Strictly speaking, within the parameters of U.S. law, bestiality is rape since no animal can consent to sexual relations with a human being. But since the law presupposes not just sentience but also the ability to “reason” for participants in a sexual relation, voluntary or not, one might well wonder if an animal could be raped. Consent, in American jurisprudence, implies sentience, and sentience, applicable to animals and humans, is a necessary but insufficient condition for consent. Only human adolescents—after a determined age—can make “reasonable” choices. In this context bestiality, as a form of intra-species sexual trespassing, serves as the limit-case, the endpoint, of that spectrum of tolerable sexual practices since no animal, no matter how old, can make reasonable choices, can consent to sexual relations with a human being. At the other end, so to speak, of this spectrum is sado-masochism, precisely because it too conjures up that ghostly concept of “consent.” I qualify consent with these nebulous terms—conjure, ghost—because, in truth, we still do not know what “reasonable choice” or “consent” might mean in the context of these specific sexual practices. In other words, the moment we choose a radical mode of tolerance we recognize it is we, not “them,” who may be mistaken, may be, one day, in error. Thus, unlike the choice to be intolerant or liberally tolerant, the choice to be radically tolerant can only be made, never justified. The unknown future can never serve as a predicate for the present. Or vice versa. On the other hand, intolerance, like liberal tolerance, can always be justified; its future is known, preconceived, if never assured. Thus intolerance is literally a pre-emptive strike, a refusal of translation (and the risk of error it entails). Liberal tolerance is détente, a peace treaty, a willingness to translate and thus assume the risk of mistake, perhaps even of error. Radical tolerance remains open to peace and to war and is willing to not only translate but also be translated into the good, a good, or no good, an afterlife indefinitely deferred. Only on this condition is radical tolerance not, in the end, a veil for radical intolerance.

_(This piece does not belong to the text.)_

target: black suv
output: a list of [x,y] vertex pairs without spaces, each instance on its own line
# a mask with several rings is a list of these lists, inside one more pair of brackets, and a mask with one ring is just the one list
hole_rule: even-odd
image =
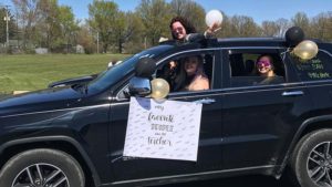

In the possible absence, then, of either an absolute or contingent good, why endorse radical tolerance? What good could possibly come of it if no good, however hoped for, can ever arrive once and for all time? The only answer to this question is another question, a cliché laden with radical possibility: who—or what—knows? One will have had to open oneself to the ecstatic pleasures of the universe as it unfolds within the purview of our modes of knowledge, however partial, however partisan. In invoking the future anterior, I want to designate the impossible “time” to which radical tolerance belongs, a time both “then” (past) and “then” (future) but still at odds with the timelessness of religious eschatology or philosophical teleology. One will have had to—the tense of negative capability. One will have had to—not for the sake of knowledge per se but for the sake of an aesthetic ecstasy. Nailed to an ethos, radical tolerance will have turned ecstatically toward the blank face of what I have been calling a future.

Which is to also say, a future everywhere present but yet to come. Which is to say, the canny but radical experiences of many teachers every day. These are teachers who teach their disciplines because they love them, find pleasure in them, and if they have faith, religious or secular, it is a faith without an object, without an end in sight. Sufficient to the day would be the pleasures thereof. Regardless of the rhetoric of any academy, secular or religious, or any discipline, vocational or liberal, students, in the best of cases, in the most tolerant of environments, experience a toleration so radical, so ateleological, that they—along with parents and legislators—often find it intolerable. That is to say, they refuse the responsibility of translation, which can take a lifetime to accomplish. For academics, at our most tolerant, teach with incomplete knowledge, indefinite ends. Worse, say some, though better, I say, we do not always know what we are saying, how or if we are being heard and, most importantly, what results from the things we say in and outside the classroom. Not even our students know what they are learning, and when they do it is rarely what we believe we are teaching. Like it or not, everything we say and do remains open to a future we—students, parents, and legislators—can never know, can never determine, a future that may have already—who or what knows?—exceeded the human adventure.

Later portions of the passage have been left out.